ABSTRACT: Seal and Reservoir Characterization of Upper Slope Fan Lithofacies: Example of High-Frequency Variability
Conventional cores of a lowstand sequence (interpreted as a slope fan) reveal fine-scale variability within potential seal and reservoir units and provide insights concerning depositional process, sedimentation rates, and stratigraphic compartmentalization, which are below wire-line log and seismic resolution. The lower cored interval consists of dark gray to black foraminiferal shale representing slow (hemi-pelagic to hemi-turbiditic) deposition during a highstand. This maximum flooding shale is a major correlation marker because of its distinct gamma ray signature; it has an erosional upper contact (sequence boundary). This erosional contact is overlain by stacked, fining-upward stratal packages consisting of: deformed, argillaceous, fine-grained sandstones; sandy mudstones; and very silty gray shales. The sand-prone units consist of thinly interstratified shale, siltstone and sandstone interpreted as blocks of levee deposits that probably slumped into channels.
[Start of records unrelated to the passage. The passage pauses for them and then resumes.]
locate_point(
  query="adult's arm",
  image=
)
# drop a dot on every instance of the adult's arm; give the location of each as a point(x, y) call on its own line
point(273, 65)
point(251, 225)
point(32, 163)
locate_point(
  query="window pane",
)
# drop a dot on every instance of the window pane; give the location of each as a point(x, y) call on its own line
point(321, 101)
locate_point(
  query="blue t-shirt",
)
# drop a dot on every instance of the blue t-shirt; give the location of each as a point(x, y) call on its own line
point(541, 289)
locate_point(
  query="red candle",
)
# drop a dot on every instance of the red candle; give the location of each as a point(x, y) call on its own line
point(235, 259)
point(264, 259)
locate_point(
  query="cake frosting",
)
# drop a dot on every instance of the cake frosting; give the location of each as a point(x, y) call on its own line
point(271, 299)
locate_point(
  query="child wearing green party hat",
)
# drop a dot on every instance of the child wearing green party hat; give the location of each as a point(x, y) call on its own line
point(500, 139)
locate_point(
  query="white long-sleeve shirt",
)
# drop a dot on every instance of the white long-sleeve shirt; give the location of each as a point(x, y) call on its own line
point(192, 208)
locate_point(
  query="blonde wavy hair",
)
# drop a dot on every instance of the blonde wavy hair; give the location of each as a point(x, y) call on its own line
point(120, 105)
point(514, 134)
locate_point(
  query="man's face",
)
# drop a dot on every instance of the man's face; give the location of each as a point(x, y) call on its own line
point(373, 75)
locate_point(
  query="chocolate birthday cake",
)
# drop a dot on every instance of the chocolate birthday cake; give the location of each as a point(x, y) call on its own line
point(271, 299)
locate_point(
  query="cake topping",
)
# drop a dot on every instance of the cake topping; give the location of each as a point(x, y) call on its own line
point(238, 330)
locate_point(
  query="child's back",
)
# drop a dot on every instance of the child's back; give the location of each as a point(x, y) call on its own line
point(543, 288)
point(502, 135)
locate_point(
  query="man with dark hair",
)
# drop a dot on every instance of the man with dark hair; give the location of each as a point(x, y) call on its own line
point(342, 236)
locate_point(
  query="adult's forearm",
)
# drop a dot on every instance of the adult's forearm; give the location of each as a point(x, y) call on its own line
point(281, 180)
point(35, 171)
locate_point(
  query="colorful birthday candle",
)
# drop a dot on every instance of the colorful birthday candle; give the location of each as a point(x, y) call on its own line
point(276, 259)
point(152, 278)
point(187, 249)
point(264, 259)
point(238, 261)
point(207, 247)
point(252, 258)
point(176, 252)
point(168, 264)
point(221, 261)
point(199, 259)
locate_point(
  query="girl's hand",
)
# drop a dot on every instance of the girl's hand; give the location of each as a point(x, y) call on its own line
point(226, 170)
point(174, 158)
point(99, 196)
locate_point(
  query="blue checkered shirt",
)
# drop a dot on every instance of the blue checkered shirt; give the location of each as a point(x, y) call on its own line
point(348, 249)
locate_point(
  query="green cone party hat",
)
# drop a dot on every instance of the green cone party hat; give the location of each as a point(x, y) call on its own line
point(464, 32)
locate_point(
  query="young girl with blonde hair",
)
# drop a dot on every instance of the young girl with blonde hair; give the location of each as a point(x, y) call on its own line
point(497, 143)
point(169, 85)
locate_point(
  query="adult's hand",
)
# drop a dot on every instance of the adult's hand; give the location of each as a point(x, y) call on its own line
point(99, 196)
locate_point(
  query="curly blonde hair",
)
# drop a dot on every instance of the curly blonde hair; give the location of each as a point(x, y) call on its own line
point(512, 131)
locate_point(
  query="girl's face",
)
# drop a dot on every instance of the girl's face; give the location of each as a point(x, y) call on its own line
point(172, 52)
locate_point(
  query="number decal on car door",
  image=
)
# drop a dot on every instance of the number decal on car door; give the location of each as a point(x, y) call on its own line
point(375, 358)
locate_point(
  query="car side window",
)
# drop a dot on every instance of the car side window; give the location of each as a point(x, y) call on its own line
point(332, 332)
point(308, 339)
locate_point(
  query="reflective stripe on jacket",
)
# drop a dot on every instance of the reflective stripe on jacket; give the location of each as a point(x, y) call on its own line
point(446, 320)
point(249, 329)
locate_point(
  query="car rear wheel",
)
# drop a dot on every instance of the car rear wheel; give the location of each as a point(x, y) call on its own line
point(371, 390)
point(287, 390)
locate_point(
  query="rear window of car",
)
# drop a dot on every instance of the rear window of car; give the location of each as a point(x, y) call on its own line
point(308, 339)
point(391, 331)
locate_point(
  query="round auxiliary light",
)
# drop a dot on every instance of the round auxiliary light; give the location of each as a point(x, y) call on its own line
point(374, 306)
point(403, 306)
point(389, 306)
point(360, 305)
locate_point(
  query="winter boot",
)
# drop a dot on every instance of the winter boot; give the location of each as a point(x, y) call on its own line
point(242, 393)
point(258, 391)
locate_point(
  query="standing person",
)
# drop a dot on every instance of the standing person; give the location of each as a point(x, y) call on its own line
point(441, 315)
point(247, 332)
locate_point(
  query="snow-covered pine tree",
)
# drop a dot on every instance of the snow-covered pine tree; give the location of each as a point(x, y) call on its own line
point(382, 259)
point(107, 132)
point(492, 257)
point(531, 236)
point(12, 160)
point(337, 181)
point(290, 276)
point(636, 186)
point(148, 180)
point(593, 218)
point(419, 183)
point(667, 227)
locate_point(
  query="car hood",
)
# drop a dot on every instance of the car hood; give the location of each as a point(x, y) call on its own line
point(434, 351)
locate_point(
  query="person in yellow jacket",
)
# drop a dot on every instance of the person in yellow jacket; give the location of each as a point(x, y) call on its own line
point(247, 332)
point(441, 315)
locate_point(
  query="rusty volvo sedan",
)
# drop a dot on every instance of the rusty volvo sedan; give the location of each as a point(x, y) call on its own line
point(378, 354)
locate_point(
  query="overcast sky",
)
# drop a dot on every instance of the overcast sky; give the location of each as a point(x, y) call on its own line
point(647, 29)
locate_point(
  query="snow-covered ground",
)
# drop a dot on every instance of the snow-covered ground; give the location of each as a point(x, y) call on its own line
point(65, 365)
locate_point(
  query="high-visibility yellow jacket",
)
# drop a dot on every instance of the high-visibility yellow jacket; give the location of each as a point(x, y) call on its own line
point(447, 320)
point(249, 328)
The interstratified sandy mudstones represent thin debris flows. Compartmentalization by numerous shale laminations and clay smears (along micro-faults) is conspicuous. The reservoir character of this argillaceous slope-fan is interpreted as poor (< 10% porosity). Results of high-pressure mercury capillary injection analysis reveal excellent seal character (10% non-wetting saturation > 10,000 psia) is exhibited by the dense kaolinitic shales below the sequence boundary. In contrast, silty shales and argillaceous siltstones from the overlying lowstand units have moderate to poor seal potential. Seal character is related to shale texture and fabric; content of detrital silt; early marine diagenesis (carbonate cementation) and stratigraphic position. These data provide a compelling argument for textural control of seal character induced by sedimentary cycles.
AAPG Search and Discovery Article #90026©2004 AAPG Annual Meeting, Dallas, Texas, April 18-21, 2004.